Et, tout en descendant l'escalier, le moine poursuivit : M. Bruno est une personne qui a renoncé au monde et qui, sans avoir prononcé de voeux, vit en clôture. Il est ce que notre règle nomme un oblat ; c'est un saint et un savant homme qui vous plaira certainement ; vous pourrez causer avec lui, pendant le repas.
— Ah ! Fit Durtal, et avant et après, je dois garder le silence ?
— Oui, à moins que vous n'ayez quelque chose à demander, auquel cas, je serai toujours à votre disposition, prêt à vous répondre.
Pour cette question du silence, comme pour celle des heures du lever, du coucher, des offices, la règle ne tolère aucun allègement ; elle doit être observée à la lettre.
— Bien, fit Durtal, un peu interloqué par le ton ferme du père ; mais, voyons, j'ai vu sur ma pancarte un article qui m'invite à consulter un tableau d'avertissement et je ne l'ai pas, ce tableau !
— Il est pendu sur le palier de l'escalier, près de votre chambre ; vous le lirez, à tête reposée, demain ; prenez la peine d'entrer, fit-il, en poussant une porte située dans le corridor en bas, juste en face de celle de l'auditoire.
Durtal se salua avec un vieux monsieur qui vint au-devant de lui ; le moine les présenta et disparut.
Tous les mets étaient sur la table : deux oeufs sur le plat, puis une jatte de riz, une autre de haricots et un pot de miel.
M. Bruno récita le Benedicite et voulut servir lui-même Durtal.
Il lui donna un oeuf.
— C'est un triste souper pour un Parisien, dit-il, en souriant.
— Oh ! Du moment qu'il y a un oeuf et du vin, c'est soutenable ; je craignais, je vous l'avoue, de n'avoir pour toute boisson que de l'eau claire !

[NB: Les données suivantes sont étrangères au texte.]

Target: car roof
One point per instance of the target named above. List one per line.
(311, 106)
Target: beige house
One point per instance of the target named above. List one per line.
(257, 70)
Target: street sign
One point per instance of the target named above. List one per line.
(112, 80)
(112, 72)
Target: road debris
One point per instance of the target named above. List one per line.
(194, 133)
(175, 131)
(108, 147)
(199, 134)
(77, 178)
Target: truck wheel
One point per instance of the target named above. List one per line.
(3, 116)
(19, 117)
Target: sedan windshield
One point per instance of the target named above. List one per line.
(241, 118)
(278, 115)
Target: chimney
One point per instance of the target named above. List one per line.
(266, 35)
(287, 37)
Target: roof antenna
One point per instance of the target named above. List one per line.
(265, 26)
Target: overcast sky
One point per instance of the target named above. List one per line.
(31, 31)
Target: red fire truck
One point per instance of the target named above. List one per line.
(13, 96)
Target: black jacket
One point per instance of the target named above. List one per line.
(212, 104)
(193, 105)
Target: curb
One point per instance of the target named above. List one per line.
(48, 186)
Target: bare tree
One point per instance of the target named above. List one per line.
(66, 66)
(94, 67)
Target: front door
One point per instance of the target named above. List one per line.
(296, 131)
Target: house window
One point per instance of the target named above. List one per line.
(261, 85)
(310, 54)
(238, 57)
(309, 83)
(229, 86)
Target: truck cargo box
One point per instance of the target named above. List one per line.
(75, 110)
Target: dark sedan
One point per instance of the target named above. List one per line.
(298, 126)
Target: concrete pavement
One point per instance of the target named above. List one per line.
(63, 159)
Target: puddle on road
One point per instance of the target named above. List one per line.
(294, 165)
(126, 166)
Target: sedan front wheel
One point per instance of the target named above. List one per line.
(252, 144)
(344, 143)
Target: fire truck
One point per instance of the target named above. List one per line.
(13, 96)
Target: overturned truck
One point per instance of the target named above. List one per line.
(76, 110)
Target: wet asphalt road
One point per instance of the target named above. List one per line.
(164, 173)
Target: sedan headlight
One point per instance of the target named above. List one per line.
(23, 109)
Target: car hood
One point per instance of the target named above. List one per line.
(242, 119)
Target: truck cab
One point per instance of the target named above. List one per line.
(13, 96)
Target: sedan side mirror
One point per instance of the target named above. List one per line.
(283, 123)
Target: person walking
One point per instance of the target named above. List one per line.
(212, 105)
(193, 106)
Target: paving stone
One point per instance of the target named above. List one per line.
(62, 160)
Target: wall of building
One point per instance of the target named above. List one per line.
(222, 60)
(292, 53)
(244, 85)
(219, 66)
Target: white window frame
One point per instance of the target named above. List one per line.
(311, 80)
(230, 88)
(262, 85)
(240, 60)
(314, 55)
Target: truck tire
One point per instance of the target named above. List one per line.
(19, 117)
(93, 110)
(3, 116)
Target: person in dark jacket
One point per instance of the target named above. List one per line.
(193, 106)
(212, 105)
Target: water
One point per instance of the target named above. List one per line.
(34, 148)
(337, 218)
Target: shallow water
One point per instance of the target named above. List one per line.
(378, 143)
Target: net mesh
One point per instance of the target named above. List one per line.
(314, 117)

Et ils causèrent amicalement.
L'homme était aimable et distingué, de figure ascétique, mais avec un joli sourire qui éclairait la face jaune et grave, creusée de rides.
Il se prêta avec une parfaite bonne grâce à l'enquête de Durtal et raconta qu'après une existence de tempêtes, il s'était senti touché par la grâce et s'était retiré de la vie pour expier, par des années d'austérités et de silence, ses propres fautes et celles des autres.
— Et vous ne vous êtes jamais lassé d'être ici ?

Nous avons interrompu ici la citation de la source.